Compared with the control H4W groups, the H4W group treated with exogenous IL-17 exhibited further aggravated HPH, as indicated by increases in RVSP (figure 3B), % MT of <50 µm intrapulmonary arterioles (figure 3C) and right ventricular hypertrophy with elevated RVHI and RV/body weight ratio (figure 3D).

IL-17-mediated dysfunction of human PAECs

It is known that PAECs dysfunction is an important initiating factor for the pulmonary vascular remodelling. Our data showed that the immunoreactivity of IL-17 was located predominantly in the innermost medial layer of the pulmonary arterioles, so we investigated whether IL-17 affects the functions of PAECs. An MTT analysis showed that the maximal proliferation response by PAECs occurred with10 ng/mL IL-17 (figure 4A), which we chose for subsequent experiments as the stimulating concentration, as it was consistent with a previous study.14 Correspondingly, a BrdU incorporation assay showed that 10 ng/mL rhIL-17 increased the percentage of BrdU-stained PAECs (P4, S phase of the cell cycle), indicating IL-17-induced the proliferation of PAECs (figure 4B). In tube formation assays, recombinant human IL-17 (rhIL-17) significantly increased the tube length of the formed tubes (figure 4C), suggesting enhanced angiogenic abilities in PAECs in vitro. In addition, rhIL-17 also increased the adhesive capacity of PAECs (figure 4D). Together, these findings suggest that rhIL-17 is able to promote endothelial cell proliferation, angiogenesis and adhesion in vitro.

Figure 4

Effects of exogenous IL-17 on human pulmonary arterial endothelial cells (PAECs). (A) Effects of IL-17 on the proliferation of PAECs measured by MTT. Base versus 10 ng/mL: ***p<0.0001; 0 ng/mL versus 10 ng/mL: **p=0.0058; 10 ng/mL versus 20 ng/mL: **p=0.006; 10 ng/mL versus 50 ng/mL: ***p=0.0002. The results are shown as mean±SD, analysed by one-way ANOVA. (B) Effects of IL-17 on the cell cycle positions and DNA synthetic activities of PAECs determined by analysing total DNA and incorporated BrdU using flow cytometry.
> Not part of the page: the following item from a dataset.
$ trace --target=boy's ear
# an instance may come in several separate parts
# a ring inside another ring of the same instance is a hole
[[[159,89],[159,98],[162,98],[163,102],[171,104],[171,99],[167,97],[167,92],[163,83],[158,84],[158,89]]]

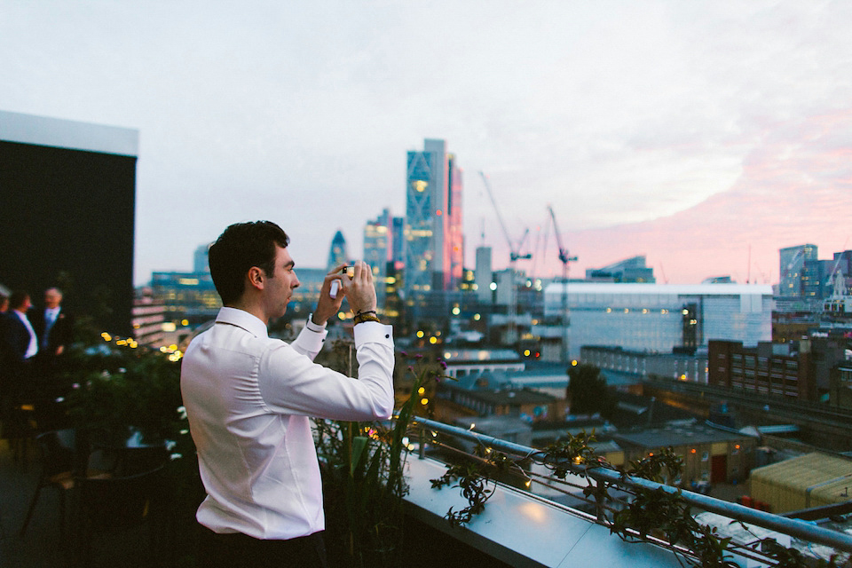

The cells were treated with or without IL-17 (10 ng/mL) for 24 hours. Gate P3 represents cells in G0/G1 phase, P4 is S phase, P5 is G2+M phase and P6 is apoptotic cells. **P=0.0036. (C) Spontaneous formation of capillaries by PAECs cultured with or without IL-17 (10 ng/mL) for 24 hours. The result is expressed as the mean total tube lengths per field, data are calculated from at least 6 fields of view for every replicate and at least three replicates per group are set for every experiment. Scale bars: 500 µm. **P=0.0012. (D) Adhesion of PAECs to culture plate wells when treated with or without IL-17 (10 ng/mL) for 24 hours. Adherent cells were counted and expressed as the mean numbers of cells per high power field, data are calculated from at least six fields of view for every replicate and at least three replicates per group are set for every experiment. Scale bars: 200 µm. ***P=0.0009. The results are shown as mean±SD, analysed by Student’s t-test. ANOVA, analysis of variance; IL-17, interleukin 17; MTT, methyl thiazolyl tetrazolium.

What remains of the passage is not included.